How Can Remortgaging Help Boost Your Credit Reports

Advantages of using a remortgage to rebuild credit and improve credit score:

Opportunity to consolidate debt

Remortgaging can provide an opportunity to consolidate other debts, such as credit card debts and personal loans, into one monthly repayment. This can make managing your finances easier and improve your credit score by reducing your overall debt level.

Lower monthly repayments

If you are currently on a high-interest rate mortgage, remortgaging could give you access to a lower interest rate, resulting in lower monthly repayments. Making consistent, on-time repayments can help improve your credit score.

Access to better credit terms

A remortgage can give you access to better credit terms, such as longer repayment periods and lower interest rates. This can help you to pay off your mortgage faster and improve your credit score in the long term.

Improved credit utilisation ratio

Remortgaging can help improve your credit utilization ratio, which is the amount of credit you use compared to the amount of credit you have available. By consolidating debts into one repayment, you may reduce the amount of credit you are using and improve your credit score.

Calculating how much you can remortgage with bad credit

This involves considering several factors, such as your income, debts, and credit score. Lenders will typically use these factors to assess your affordability and determine how much they are willing to lend you. Here's an example:

Let's say you have a property worth £300,000 and you currently have a mortgage balance of £200,000. You want to remortgage to release some equity for home improvements and to consolidate some debts.

Your credit score is poor, and you have some outstanding debts, including a credit card balance of £5,000 and a personal loan of £10,000. Your monthly income is £2,500, and your monthly expenses, including your existing mortgage, credit card, and loan payments, are £1,500.

To calculate how much you can remortgage, you'll need to consider your income, expenses, and debts:

  1. Income: Lenders typically use a multiple of your income to determine how much they are willing to lend you. In this example, let's assume the lender uses a multiple of 4. This means they are willing to lend you up to £10,000 (4 x £2,500) per year or £833 per month.
  2. Expenses: Lenders will also consider your monthly expenses, including your existing mortgage, credit card, and loan payments. In this example, your monthly expenses are £1,500.
  3. Debt-to-income ratio: Lenders will calculate your debt-to-income ratio, which is the percentage of your income that goes towards debt repayments. In this example, your debt-to-income ratio is 60% (£1,500 expenses divided by £2,500 income).

Based on these factors, the lender may be willing to lend you up to £833 per month.
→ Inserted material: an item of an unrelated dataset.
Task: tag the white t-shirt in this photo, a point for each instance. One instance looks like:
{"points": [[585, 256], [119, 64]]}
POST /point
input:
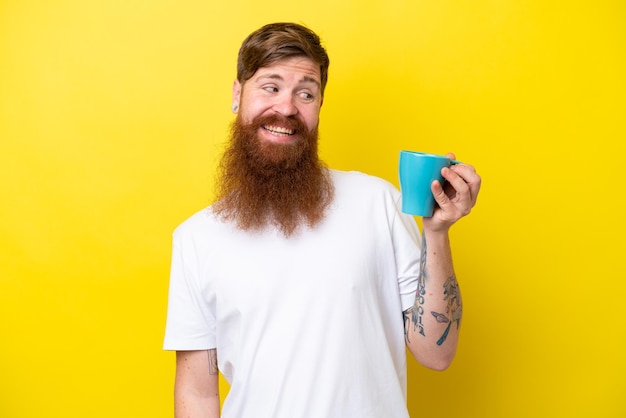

This could be used to pay off your existing mortgage balance of £200,000 and release £133,000 (£833 per month x 12 months x 10 years) for home improvements and debt consolidation.

It's important to note that this is just an example, and the actual amount you can remortgage with bad credit will depend on your individual circumstances and the lender's criteria. Working with a mortgage advisor who specializes in bad credit mortgages can help you understand your options and find the best deal for your circumstances.

Conclusion

In conclusion, remortgaging with bad credit can be a viable option for those looking to rebuild their credit score and improve their financial situation. By consolidating debts, accessing better credit terms, and lowering monthly repayments, you can gradually improve your credit score over time.

However, it's important to carefully consider your individual circumstances, including your income, debts, and credit score, before deciding to remortgage.

Working with a mortgage advisor who specialises in bad credit mortgages can help you navigate the process and find the best deal for your situation.